Damage to the cervical sympathetic nerves can be caused by a direct injury to the nerves themselves, which can result from trauma that might occur during a difficult birth, surgery, or accidental injury. The nerves related to Horner syndrome can also be damaged by a benign or cancerous tumor, for example, a childhood cancer of the nerve tissues called neuroblastoma.

Horner syndrome can also be caused by problems with the artery that supplies blood to the head and neck (the carotid artery) on the affected side, resulting in loss of blood flow to the nerves. Some individuals with congenital Horner syndrome have a lack of development (agenesis) of the carotid artery. Tearing of the layers of the carotid artery wall (carotid artery dissection) can also lead to this condition.

The signs and symptoms of Horner syndrome can also occur during a migraine headache. When the headache is gone, the signs and symptoms usually also go away.

Some people with Horner syndrome have neither a known problem that would lead to nerve damage nor any history of the disorder in their family. These cases are referred to as idiopathic.

Damage of the nerve fibers can result from:

  • Injury to the carotid artery, one of the main arteries to the brain
  • Injury to nerves at the base of the neck called the brachial plexus
  • Migraine or cluster headaches
  • Stroke, tumor, or other damage to a part of the brain called the brainstem
  • Tumor in the top of the lung, between the lungs, and neck
  • Injections or surgery done to interrupt the nerve fibers and relieve pain (sympathectomy)
  • Spinal cord injury
  • In rare cases, the syndrome is present at birth. It may occur with a lack of color (pigmentation) of the iris (colored part of the eye).

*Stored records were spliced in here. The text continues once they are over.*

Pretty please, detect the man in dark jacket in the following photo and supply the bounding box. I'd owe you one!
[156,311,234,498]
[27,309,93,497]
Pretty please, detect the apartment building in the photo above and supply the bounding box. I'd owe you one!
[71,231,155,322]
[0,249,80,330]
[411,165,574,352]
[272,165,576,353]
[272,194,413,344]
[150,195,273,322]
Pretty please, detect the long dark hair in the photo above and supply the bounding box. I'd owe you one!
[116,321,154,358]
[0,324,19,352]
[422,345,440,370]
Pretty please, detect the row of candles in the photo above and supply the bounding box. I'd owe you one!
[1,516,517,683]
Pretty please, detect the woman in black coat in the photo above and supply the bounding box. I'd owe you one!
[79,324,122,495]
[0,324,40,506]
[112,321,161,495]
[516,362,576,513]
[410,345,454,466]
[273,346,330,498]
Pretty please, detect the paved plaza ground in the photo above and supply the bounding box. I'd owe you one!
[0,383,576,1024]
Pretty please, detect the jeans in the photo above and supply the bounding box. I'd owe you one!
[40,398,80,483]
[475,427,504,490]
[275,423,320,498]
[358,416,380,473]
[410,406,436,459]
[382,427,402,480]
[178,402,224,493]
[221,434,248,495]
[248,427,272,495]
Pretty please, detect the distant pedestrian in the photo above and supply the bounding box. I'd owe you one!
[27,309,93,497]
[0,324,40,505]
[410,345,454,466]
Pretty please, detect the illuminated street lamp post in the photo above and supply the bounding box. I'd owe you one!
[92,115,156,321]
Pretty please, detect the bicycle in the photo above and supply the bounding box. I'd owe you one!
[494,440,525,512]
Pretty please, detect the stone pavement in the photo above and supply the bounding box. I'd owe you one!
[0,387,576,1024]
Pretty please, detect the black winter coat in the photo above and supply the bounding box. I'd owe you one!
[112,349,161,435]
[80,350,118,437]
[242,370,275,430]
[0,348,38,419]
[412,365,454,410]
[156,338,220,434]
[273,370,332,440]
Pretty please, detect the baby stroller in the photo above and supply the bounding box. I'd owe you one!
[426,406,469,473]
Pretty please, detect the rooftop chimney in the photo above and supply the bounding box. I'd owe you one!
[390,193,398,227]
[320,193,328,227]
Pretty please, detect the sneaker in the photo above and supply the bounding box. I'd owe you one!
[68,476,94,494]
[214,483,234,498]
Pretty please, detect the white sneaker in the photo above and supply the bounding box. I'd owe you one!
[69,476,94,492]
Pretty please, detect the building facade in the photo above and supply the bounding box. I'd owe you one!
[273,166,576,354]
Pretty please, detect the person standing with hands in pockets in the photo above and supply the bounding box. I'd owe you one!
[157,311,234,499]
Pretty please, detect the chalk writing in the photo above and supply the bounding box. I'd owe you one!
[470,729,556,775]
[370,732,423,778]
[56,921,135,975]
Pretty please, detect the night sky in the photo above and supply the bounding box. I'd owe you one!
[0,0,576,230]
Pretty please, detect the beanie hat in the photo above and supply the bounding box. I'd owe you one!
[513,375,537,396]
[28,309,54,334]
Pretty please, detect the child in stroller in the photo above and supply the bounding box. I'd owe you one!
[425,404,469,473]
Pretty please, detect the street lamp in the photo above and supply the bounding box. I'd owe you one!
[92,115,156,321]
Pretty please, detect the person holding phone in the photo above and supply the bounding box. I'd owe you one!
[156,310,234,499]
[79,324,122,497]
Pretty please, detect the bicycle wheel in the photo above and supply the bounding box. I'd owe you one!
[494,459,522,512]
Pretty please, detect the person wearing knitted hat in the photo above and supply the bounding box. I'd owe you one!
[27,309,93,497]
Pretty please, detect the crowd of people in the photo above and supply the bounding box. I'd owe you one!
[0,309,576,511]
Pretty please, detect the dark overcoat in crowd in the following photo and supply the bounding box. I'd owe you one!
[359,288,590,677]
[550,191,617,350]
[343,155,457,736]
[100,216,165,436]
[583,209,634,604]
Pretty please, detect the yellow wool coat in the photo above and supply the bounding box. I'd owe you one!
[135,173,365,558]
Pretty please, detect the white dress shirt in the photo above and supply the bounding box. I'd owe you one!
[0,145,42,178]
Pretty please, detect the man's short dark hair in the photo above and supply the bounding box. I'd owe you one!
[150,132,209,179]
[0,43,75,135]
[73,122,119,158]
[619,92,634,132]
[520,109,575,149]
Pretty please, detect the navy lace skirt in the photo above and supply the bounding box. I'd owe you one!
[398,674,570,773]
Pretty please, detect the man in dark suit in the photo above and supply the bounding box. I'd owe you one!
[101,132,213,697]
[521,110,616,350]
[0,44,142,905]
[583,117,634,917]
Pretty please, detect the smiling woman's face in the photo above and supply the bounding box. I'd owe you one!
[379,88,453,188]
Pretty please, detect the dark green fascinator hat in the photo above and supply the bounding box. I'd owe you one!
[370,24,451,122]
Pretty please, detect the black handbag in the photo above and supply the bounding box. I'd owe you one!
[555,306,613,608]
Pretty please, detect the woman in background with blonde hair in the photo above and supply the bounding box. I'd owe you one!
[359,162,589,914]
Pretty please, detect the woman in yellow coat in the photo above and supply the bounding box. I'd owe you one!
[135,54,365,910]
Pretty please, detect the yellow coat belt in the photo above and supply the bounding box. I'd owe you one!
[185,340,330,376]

Symptoms Of Horner’s Syndrome

Symptoms of Horner syndrome may include:

  • Decreased sweating on the affected side of the face
  • Drooping eyelid (ptosis)
  • Sinking of the eyeball into the face
  • Different sizes of pupils of the eyes (anisocoria)
  • There may also be other symptoms, depending on the location of the affected nerve fiber.

These may include:

  • Vertigo (the sensation that surroundings are spinning) with nausea and vomiting
  • Double vision
  • Lack of muscle control and coordination
  • Arm pain, weakness, and numbness
  • One-sided neck and ear pain
  • Hoarseness
  • Hearing loss
  • Bladder and bowel difficulty
  • Overreaction of the involuntary (autonomic) nervous system to stimulation (hyperreflexia)

Exams & Tests

The health care provider will perform a physical exam and ask about the symptoms.

An eye exam may show:

  • Changes in how the pupil opens or closes
  • Eyelid drooping
  • Red-eye

Depending on the suspected cause, tests may be done, such as:

  • Blood tests
  • Blood vessel tests of the head (angiogram)
  • Chest x-ray or chest CT scan
  • MRI or CT scan of the brain
  • Spinal tap (lumbar puncture)
  • You may need to be referred to a doctor who specializes in vision problems related to the nervous system (neuro-ophthalmologist).

Treatment Of Horner’s Syndrome

There are no direct complications of the syndrome itself. But, there may be complications from the disease that caused Horner syndrome or from its treatment.


About 1 in 6,250 babies are born with this syndrome. The incidence of Horner syndrome that appears later is unknown, but it is considered an uncommon disorder. It is usually not inherited and occurs in individuals with no history of the disorder in their family. Acquired Horner syndrome and most cases of congenital Horner syndrome have nongenetic causes. Rarely, congenital Horner syndrome is passed down within a family in a pattern that appears to be autosomal dominant, which means one copy of an altered gene in each cell is sufficient to cause the disorder. However, no genes associated with the condition have been identified.